Mark Brown, arts correspondent 

Monty Python’s reunion to hit big screens in live simulcast

Last night of 10-date run, which remaining members say is their last time working together, to be broadcast to cinemas around the world on 20 July
  
  

Monty Python's surviving members
Monty Python's surviving members: (from left) Michael Palin, Eric Idle, Terry Jones, Terry Gilliam and John Cleese. Photograph: Matt Dunham/AP Photograph: Matt Dunham/AP

It will be the last time to see them together before they pass on, before they cease to be. Before they kick their buckets, shuffle off their mortal coils, run down their curtains and join their bleeding choirs invisible (metaphorically that is, not literally).

They will be ex-Pythons, but for fans there is good news. Monty Python's last live reunion show is to be broadcast simultaneously to 450 cinemas in the UK and a further 1,500 across the world, it was announced on Thursday.

Picturehouse Entertainment said it had secured the distribution rights to one of the cultural highlights of 2014, if not of all time for the true diehards: the reunion of John Cleese, Terry Gilliam, Eric Idle, Terry Jones and Michael Palin for a 10-night run at London's O2 in July.

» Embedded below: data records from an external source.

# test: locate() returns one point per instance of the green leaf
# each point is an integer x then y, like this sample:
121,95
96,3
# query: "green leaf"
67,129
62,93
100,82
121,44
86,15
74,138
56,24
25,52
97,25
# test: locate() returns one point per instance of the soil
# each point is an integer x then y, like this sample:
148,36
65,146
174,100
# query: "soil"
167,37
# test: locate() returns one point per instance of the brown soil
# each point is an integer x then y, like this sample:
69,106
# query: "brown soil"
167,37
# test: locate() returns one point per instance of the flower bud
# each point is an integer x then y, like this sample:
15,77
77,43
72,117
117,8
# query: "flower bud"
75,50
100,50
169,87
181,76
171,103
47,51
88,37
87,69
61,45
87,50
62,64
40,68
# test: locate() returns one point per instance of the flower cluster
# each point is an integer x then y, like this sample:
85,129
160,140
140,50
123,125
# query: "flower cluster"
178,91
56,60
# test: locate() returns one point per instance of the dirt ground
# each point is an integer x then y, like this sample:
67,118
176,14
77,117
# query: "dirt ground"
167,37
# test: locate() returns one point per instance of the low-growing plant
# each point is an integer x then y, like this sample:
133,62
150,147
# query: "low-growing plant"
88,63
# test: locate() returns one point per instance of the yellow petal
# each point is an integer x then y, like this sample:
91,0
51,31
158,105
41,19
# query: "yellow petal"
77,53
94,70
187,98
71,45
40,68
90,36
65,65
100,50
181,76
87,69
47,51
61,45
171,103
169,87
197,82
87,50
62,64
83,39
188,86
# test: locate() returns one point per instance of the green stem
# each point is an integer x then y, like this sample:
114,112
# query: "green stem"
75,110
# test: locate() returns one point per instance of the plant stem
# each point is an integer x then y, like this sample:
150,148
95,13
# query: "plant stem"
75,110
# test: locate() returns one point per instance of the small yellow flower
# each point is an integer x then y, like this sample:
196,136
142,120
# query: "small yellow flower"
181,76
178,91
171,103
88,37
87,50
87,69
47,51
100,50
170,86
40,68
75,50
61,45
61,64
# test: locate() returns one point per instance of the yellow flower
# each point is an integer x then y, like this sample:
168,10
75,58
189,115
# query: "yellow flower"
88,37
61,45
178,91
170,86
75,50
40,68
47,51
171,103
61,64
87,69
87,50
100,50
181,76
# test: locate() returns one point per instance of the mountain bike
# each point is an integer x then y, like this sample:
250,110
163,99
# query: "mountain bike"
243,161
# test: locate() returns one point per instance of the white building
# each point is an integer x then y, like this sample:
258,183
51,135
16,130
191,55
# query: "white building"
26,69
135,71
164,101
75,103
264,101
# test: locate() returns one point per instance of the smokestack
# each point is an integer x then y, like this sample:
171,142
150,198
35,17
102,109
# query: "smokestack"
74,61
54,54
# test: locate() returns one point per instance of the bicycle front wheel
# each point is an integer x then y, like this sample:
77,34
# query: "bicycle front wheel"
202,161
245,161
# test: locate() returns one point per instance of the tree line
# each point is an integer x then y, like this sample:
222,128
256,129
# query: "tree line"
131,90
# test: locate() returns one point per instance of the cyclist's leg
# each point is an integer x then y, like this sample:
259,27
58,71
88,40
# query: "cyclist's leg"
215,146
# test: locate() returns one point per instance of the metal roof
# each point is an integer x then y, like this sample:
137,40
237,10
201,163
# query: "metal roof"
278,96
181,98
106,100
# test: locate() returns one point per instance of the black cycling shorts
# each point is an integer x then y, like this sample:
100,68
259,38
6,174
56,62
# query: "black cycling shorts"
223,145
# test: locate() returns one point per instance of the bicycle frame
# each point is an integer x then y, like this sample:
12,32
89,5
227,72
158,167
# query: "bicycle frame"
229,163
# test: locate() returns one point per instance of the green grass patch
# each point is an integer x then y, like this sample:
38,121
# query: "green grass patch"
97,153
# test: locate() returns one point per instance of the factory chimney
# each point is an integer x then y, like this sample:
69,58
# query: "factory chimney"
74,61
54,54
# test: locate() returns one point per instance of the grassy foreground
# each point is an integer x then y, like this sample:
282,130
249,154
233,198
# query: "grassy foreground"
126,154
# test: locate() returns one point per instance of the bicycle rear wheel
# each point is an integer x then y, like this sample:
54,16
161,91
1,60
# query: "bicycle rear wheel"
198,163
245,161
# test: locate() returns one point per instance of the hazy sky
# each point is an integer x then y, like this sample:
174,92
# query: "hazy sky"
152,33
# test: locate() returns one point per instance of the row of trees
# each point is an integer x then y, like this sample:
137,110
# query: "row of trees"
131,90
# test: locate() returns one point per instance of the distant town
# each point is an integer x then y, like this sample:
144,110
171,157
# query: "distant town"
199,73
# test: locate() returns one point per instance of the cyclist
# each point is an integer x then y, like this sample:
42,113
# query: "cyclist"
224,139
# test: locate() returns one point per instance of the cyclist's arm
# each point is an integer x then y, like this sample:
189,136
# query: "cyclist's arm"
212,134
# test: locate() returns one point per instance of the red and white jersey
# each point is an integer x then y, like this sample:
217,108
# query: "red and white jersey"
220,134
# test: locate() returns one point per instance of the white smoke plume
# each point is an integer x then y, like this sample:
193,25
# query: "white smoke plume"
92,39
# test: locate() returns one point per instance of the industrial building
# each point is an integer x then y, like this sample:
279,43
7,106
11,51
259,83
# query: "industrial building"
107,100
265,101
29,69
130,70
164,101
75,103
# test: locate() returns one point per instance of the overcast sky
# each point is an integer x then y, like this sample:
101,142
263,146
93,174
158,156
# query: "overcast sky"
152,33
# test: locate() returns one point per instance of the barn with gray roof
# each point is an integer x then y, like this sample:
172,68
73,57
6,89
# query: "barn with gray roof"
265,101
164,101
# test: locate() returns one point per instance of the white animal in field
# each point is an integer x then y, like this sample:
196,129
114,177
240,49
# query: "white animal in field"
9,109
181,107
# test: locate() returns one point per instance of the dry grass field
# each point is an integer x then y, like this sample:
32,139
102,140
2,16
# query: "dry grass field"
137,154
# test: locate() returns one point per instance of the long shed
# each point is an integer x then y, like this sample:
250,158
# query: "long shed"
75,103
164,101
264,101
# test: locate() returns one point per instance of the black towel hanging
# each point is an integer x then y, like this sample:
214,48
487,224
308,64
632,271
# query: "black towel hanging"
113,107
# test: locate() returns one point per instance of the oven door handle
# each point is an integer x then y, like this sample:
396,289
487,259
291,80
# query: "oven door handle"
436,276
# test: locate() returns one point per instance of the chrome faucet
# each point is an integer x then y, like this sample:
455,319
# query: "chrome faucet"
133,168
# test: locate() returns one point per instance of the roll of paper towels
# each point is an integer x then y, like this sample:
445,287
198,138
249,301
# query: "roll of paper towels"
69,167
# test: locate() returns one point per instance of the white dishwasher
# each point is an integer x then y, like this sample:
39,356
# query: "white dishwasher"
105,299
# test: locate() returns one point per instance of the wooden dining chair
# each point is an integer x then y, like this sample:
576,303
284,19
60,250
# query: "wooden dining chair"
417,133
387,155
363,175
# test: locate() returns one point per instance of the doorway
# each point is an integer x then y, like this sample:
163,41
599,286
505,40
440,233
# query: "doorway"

It plans to broadcast the Last Night of the Pythons Live on 20 July – cheering news for anyone struggling to get their hands on the few remaining tickets that exist.

Picturehouse Entertainment is the distribution arm of Picturehouse Cinemas and has previously been involved in cinema broadcasts of the Doctor Who 50th anniversary episode and productions by the National Theatre, Royal Shakespeare Company and the Bolshoi Ballet.

The company's head of commercial development, Marc Allenby, said: "Picturehouse Entertainment continue to push the boundaries of live cinema broadcasts in what is set to be one of the biggest and certainly funniest events of the year."

Monty Python last performed together – including the late Graham Chapman – at the Hollywood Bowl in Los Angeles in 1980, and were last on stage in Britain 40 years ago, at the Theatre Royal, Drury Lane, London.

When the remaining five members – combined age 357, as they are fond of reminding people – announced they were returning for a Monty Python Live (mostly) show, tickets sold out within a minute.

More dates were quickly added, resulting in the 10 scheduled nights now planned.

A statement from the Pythons said: "Thanks to the wonderful invention of moving pictures, The Last Night of Monty Python is coming to a cinema near you. Get your knotted handkerchiefs out and warm your brains one last time at any one of 450 cinemas across the UK, and 1,500 across the world. Join the crowd live from London's O2 in a final weepy, hilarious, uproarious, outrageous farewell to the five remaining Pythons as they head for The Old Jokes Home … on the big screen, in HD."

A spokesman for Picturehouse said it would be screened in at least 450 British cinemas and across the world in countries including the US, Australia, Sweden, Russia and Poland.

Although there had been speculation that there might be other Python shows outside the UK, Palin recently told the BBC that 20 July really would be it: "It will be a great show, but it is the last time we'll be working together."